View Profile   IP Logged
bharat
Community Member
***
Offline



Posts: 57

Re: What is the effect of ICMR
Reply #2 - Oct 12th, 2006, 2:18am
 
If the op-amp is operating other than ICMR the design may end up poor gain and bad CMRR & PSRR.  
This is the range of the input when diff pair, active current mirror load and current soure should be in deep saturation. Going the inputs other than this range will result the devices going to liner to cutoff.
Gain:
If the devices are in liner the Gain will go down and the Gain is proportional to gm and in liner region, gm is much less than in the saturation region.
PSRR:
The power supply rejection ratio will deteriorate. Now the diff pair will see a resistive element (devices being in saturation) towards Vcc and Gnd. If it be in saturation, the noise will see huge impedance (of the order of mega ohms) because in saturation region o/p impedance is high. Once it is coming to linear region the devices will be resistive element of few kilo ohms and very much prone of getting injected any noise which is measure of PSRR.
CMRR:
For high CMRR the tail NMOS has to be close to ideal and see a high impedance from that node to GND. If it is not so, the current in current source will more likely be changing and deteriorate the CMRR.

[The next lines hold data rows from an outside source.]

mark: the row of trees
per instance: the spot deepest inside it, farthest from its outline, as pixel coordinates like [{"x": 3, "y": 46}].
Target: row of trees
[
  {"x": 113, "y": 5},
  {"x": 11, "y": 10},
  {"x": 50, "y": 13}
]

Apart from it BW, voltage offset will also be adveresely affected.

-Bharat  

chviswanadh wrote on Oct 11th, 2006, 4:06am:
Hello,

I couldnt understand the effect of ICMR on operational amplifiers performance.

I can understand that opamp input should lie in the ICMR range for proper operation but what happens if the input is out of ICMR

whether the gain is 0 or the output is clipped or there is an distortion in output.

Please give some inputs on this

Thanks
chviswanadh

Back to top
 
 
View Profile   IP Logged
Pages: 1
Send Topic Print
Copyright 2002-2024 Designer’s Guide Consulting, Inc. Designer’s Guide® is a registered trademark of Designer’s Guide Consulting, Inc. All rights reserved. Send comments or questions to editor@designers-guide.org. Consider submitting a paper or model.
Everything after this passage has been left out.